Keywords

1 Introduction

Business Intelligence is a data-driven process for making important business decisions. It includes collection, analysis and visualization of data which helps the managers plan important business strategies. It helps them in making informed decisions. These days people are very active on social media and are more vocal than ever before about their opinions on various products, brands, etc. This data is like a treasure trove. Business intelligence can help businesses use this data to adapt to the continuously changing demands of the market. There is a high competition in the industry to retain the customers, companies have the urge to analyse the feedback and evolve over time.

According to the Forrester reports, 74% of firms want to be “data-driven” but only 29% of them are good at connecting analytics to action [1]. From this, we can derive that, businesses need actionable insights to derive business outcomes from data [2].

Many organizations collect feedback from their customers to improve their performance. The organizations need to analyse this feedback to discover insights that would inspire them to drive actions.

Actionable insights are meaningful findings that result from analysing data. They make it clear what actions need to be taken or how one should think about an issue. Organizations use actionable insights to make data-informed decisions [2, p. 1]. Actionable insights can be used to make strategic decisions. These decisions can help derive important outcomes for businesses [2]. It becomes difficult to manually analyse customers’ concerns because of the large volume of review data. Hence, our objective is to quickly turn unstructured feedback into insights.

This paper proposed a system to analyse the customer tweets about different organizations, products, services and help the organization to improve their business strategies accordingly. So, our objective is, we will provide a platform where an organizations can analyse the performance of their products and use it to make important business decisions using the reviews by the customer on social media sites.

In this paper we proposed a system which extract real-time tweets about Samsung mobiles from twitter and use them to analyse which aspects of the product in this case mobiles (in general) are performing well and which are not and derive business intelligence from the same.

2 Proposed Method

2.1 Data Extraction

Real-time data, including all recent tweets about Samsung mobiles, is extracted from twitter using the tweepy library.

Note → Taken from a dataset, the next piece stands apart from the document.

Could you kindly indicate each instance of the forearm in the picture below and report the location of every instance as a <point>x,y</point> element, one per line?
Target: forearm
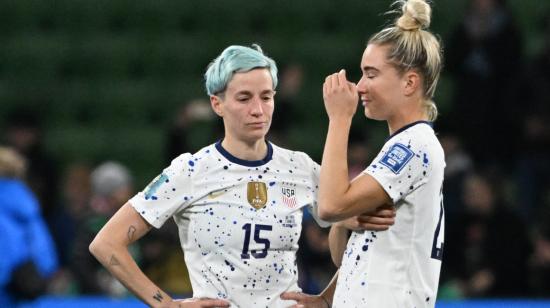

Tweepy is an open source Python package that gives you a very convenient way to access the Twitter API with Python [3, p. 1].

To extract the tweets a query is fired which selects and extracts the tweets according to the keywords used. Some of the keywords used are—Samsung, mobile, service, etc. The query also filters out the tweets containing any kind of media (audios, videos, images). It returns the most recent tweets. For this experiment the number of tweets are limited to merely 1000.

2.2 Data Preprocessing

A dataframe is then created for all the extracted tweets. This dataframe contains 2 columns namely tweets and index. Various data cleaning processes are then applied to this dataframe. They include:

  • Removing null values—First and foremost all the null values are removed from the dataframe.

  • Removing Links—Links would not help in either analysing the sentiment or generating themes. They would only add to the noise. Hence, they are removed (Figs. 1 and 2).

    Fig. 1
    figure 1

    Before removing links

    Fig. 2
    figure 2

    After removing links

  • Removing Punctuations—Some people prefer using proper punctuation in their tweets whereas some people don’t. So removing the punctuation would help us treat “amazing!” and “amazing” in the same way.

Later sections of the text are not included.